When deep focus is needed for independent learning, there’s really no substitute for quiet spaces—and conveying information orally only works when kids can discern who is speaking and what they’re saying. “Effective listening is a linchpin of school learning,” researchers assert in a 2013 study.

SEATING ARRANGEMENTS

Should you assign seats or let kids choose? Several recent studies arrived at what appear, superficially, to be conflicting conclusions. One 2021 study found that assigned seating can forge new friendships between students who would otherwise never bond. Another, published in 2013, suggests that intentionally separating close friends can reduce classroom disruptions by as much as 70 percent.

The contradiction is easily reconciled in light of other research that finds that it’s best to think of classroom seating arrangements within the context of learning goals.
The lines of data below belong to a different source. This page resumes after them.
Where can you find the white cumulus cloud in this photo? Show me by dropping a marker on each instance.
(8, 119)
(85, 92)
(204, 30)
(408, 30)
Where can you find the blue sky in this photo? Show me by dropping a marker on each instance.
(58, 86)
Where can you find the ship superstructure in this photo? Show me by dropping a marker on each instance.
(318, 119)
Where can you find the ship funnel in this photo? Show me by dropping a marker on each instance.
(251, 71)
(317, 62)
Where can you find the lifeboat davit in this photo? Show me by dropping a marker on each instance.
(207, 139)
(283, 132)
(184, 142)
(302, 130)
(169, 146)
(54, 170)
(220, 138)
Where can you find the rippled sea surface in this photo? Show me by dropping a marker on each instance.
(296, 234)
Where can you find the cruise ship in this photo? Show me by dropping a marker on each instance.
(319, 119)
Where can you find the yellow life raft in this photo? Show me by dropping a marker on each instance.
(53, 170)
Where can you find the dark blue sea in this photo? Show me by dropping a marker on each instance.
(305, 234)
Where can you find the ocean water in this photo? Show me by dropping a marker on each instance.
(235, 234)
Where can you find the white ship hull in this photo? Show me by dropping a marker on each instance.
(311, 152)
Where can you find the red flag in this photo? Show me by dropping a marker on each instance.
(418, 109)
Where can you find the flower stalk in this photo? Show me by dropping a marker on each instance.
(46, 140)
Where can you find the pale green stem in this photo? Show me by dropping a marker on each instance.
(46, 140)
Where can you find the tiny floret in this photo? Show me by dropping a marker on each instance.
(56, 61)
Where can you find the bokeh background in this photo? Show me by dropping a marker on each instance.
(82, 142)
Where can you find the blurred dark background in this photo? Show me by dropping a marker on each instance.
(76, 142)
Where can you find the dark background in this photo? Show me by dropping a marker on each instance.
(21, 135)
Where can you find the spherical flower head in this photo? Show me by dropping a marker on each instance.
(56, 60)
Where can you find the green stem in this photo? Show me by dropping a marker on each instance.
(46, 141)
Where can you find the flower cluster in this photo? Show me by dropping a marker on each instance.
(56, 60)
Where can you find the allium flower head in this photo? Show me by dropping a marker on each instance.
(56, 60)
While there’s some evidence that elementary school children are most attentive when they are arranged in semicircles—as opposed to rows or clusters—the best arrangements should match the learning task. For more collaborative work, small clusters of desks or standing arrangements are best, the researchers suggest, while for independent work the oft-demonized row arrangements work well. Likewise, friends can be seated together or apart, depending on the teacher’s immediate objectives.

Finally, consider the space between desks and configurations carefully, or find other ways to allow for movement during the day. Dozens of studies reveal that brain breaks and movement breaks are underestimated as methods to improve engagement, behavior, and learning outcomes. 

LEARNING ZONES

In a 2019 study, researchers made the case for creating multiple learning zones in your classroom—a main space for teacher-centered instruction and several smaller areas that can be rotated throughout the school year that involve “students actively working on learning tasks and reflecting on their work, apart from watching, listening, and taking notes.” 

Such classrooms often resulted in “improved measurable student learning outcomes, whether those outcomes are traditional quantitative measures such as exams and course grades or measures of ‘21st century skills.’” 

Using learning zones can be a low-cost approach to tailoring instruction to meet the needs of students, according to a 2020 study that encompassed 610 elementary and middle school classrooms. The researchers point to a growing body of research suggesting that learning zones have a wide range of benefits, allowing teachers to improve transitions, facilitate differentiated instruction, and motivate and engage students more effectively. 

“Don’t let a small classroom be your kryptonite,” writes former teacher and principal Veronica Lopez. “You can set up a learning zone in a bookcase, on a shelf, on one bulletin board, or on a small desk or table.”